I would say this about the convergence of terror and cyber warfare: If I were establishing a terror organization today, I would be more interested in doing costly disruption by cyberspace-based means. If I did physical destruction, I would know that I would have to deal with a bunch of angry Americans who would track me to the ends of the Earth. On the other hand, if I could engage in acts that would cause hundreds of billions of dollars worth of costly economic damage, and I could do it relatively secretly, why wouldn't I pursue that aim? And why wouldn't that make me a great hero to the constituency I was serving, my people, those who believe as I would? So if I were a terrorist, I would be thinking these days about mass disruption rather than mass destruction. ...

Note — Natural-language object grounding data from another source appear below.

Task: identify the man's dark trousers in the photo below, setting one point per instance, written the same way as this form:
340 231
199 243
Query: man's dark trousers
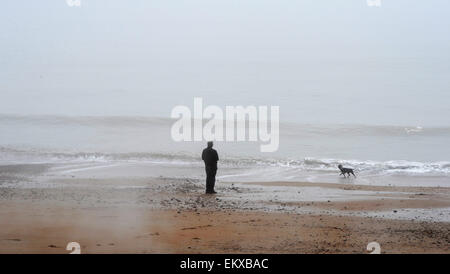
210 177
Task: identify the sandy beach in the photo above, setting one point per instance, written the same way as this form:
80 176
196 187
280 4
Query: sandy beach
44 209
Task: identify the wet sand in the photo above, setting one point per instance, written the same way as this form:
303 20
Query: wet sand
40 228
43 213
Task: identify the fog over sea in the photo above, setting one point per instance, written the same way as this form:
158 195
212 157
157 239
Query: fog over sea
357 85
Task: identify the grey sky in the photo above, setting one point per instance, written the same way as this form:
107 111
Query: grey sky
320 60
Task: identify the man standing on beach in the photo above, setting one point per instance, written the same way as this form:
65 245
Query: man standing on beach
210 157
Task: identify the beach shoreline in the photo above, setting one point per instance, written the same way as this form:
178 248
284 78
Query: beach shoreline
173 215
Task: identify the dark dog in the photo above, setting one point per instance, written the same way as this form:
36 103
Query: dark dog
346 171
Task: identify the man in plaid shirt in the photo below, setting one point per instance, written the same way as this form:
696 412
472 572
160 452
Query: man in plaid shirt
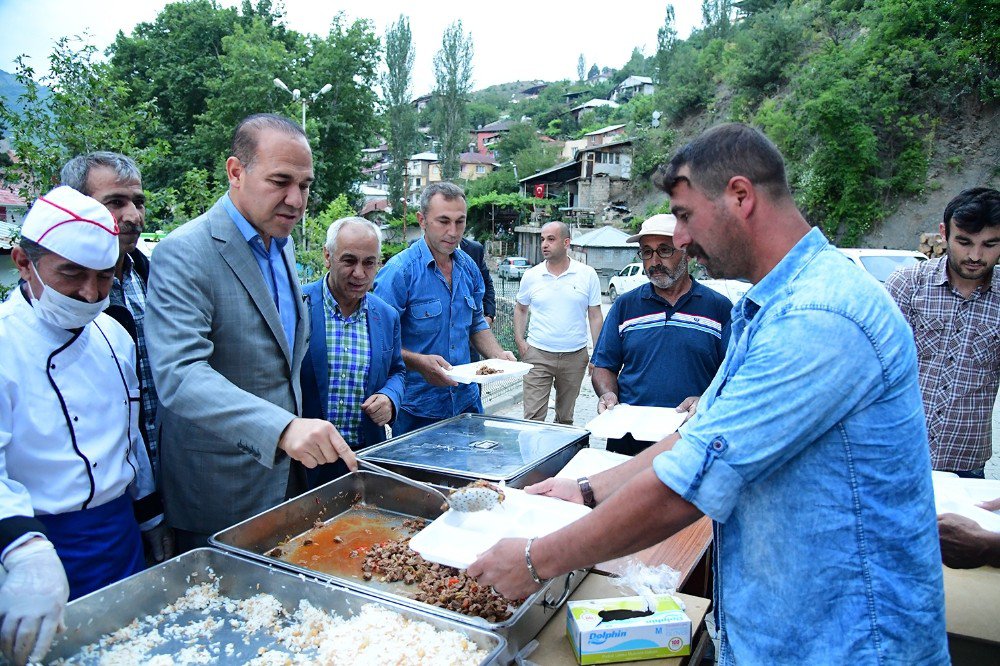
352 375
953 306
115 181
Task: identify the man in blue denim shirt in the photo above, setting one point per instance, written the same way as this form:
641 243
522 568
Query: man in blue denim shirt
808 450
438 291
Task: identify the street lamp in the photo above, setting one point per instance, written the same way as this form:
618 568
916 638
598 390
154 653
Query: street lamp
304 100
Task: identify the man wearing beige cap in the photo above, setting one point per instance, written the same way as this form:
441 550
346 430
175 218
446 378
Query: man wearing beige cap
75 481
663 342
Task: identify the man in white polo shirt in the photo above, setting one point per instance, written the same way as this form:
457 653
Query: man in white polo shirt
563 296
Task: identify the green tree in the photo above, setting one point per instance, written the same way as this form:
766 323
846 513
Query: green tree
481 113
453 77
396 95
310 260
249 62
85 111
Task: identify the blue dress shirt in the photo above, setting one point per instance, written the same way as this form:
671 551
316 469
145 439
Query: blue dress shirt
434 320
809 452
272 266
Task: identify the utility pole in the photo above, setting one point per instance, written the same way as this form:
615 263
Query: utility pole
304 100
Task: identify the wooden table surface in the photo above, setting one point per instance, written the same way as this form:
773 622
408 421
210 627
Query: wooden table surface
683 551
554 648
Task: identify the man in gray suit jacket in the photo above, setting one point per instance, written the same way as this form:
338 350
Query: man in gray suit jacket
228 330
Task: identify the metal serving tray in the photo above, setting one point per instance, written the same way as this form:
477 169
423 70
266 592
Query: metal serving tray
467 447
109 609
256 536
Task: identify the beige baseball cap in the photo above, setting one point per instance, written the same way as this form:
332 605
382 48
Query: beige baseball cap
658 225
73 226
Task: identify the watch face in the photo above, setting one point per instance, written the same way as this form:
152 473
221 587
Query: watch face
586 491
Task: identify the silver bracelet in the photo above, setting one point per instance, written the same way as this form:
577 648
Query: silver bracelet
531 566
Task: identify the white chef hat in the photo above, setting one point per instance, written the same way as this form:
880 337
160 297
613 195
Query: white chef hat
73 226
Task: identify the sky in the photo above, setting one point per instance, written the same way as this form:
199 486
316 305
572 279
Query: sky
513 40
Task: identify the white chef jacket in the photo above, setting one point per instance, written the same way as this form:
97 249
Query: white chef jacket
54 461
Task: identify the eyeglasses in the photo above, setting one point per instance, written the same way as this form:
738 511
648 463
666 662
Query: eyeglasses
662 252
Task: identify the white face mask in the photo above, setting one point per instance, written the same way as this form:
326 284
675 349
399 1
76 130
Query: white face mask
61 310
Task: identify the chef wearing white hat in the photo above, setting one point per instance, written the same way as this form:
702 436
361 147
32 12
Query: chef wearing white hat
75 480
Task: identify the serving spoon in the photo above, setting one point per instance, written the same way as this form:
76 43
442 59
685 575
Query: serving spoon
463 500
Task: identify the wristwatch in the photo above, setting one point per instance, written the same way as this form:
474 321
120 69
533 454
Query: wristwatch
586 491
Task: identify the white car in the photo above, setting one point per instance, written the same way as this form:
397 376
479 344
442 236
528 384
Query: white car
627 279
513 268
731 289
633 276
881 263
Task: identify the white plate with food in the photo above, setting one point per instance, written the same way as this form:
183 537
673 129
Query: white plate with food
649 424
488 371
457 539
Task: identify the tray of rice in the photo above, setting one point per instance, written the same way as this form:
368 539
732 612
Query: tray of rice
209 607
354 532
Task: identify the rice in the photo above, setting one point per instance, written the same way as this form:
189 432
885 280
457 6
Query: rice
376 635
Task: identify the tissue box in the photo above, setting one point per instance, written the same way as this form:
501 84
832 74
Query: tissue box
604 631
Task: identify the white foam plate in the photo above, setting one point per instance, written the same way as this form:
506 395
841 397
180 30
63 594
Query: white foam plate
466 373
650 424
457 539
955 495
588 462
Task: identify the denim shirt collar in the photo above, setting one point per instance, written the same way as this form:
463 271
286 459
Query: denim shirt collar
246 229
427 259
777 280
334 307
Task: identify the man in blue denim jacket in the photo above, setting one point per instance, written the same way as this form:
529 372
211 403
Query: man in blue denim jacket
809 449
438 291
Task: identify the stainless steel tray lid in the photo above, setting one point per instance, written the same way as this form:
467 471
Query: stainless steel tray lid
477 446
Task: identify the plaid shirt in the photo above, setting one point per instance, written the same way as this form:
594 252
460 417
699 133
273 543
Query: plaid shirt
348 350
130 292
958 354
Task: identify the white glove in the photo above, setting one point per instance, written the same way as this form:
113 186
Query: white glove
32 601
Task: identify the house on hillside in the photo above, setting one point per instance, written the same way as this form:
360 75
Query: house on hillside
532 92
421 170
420 103
600 77
475 165
605 172
552 183
593 182
377 175
592 104
12 208
604 249
571 147
632 86
424 168
487 135
12 211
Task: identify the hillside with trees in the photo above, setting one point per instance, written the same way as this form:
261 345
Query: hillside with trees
874 104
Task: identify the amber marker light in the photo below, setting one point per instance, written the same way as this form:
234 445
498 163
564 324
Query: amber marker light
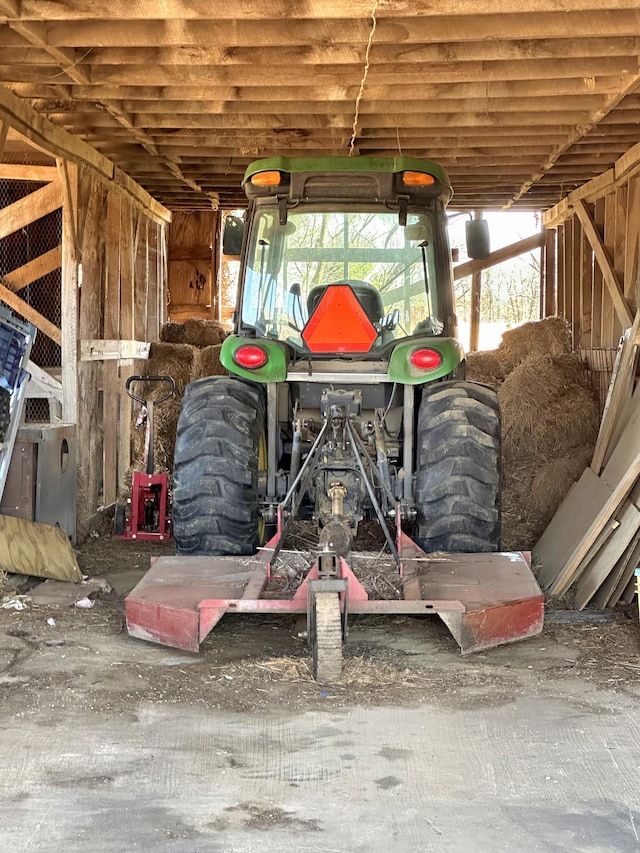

There's a couple of things I want to talk about Al Qaeda. We've covered some of them. What out there has been reported upon and that you've talked to people about, that concerns you about what was found -- for instance, like the Al Qaeda computers? What is out there that you can talk about that concerns you?

Some of the things that concern me about the increasing awareness Al Qaeda has of advanced information technologies is the apparent evidence that some of their operatives were undergoing advanced hacking training. It's very clear from intercepted communications, as well as discs that were found, that there is an extremely vigorous use of the Web and the Net. There is a surprisingly small amount of strong encryption being used, but that doesn't mean their messages are uncoded. It appears that there's a lot of low-tech coding going on with simple word substitution codes or, perhaps, book codes being used, which are also very hard.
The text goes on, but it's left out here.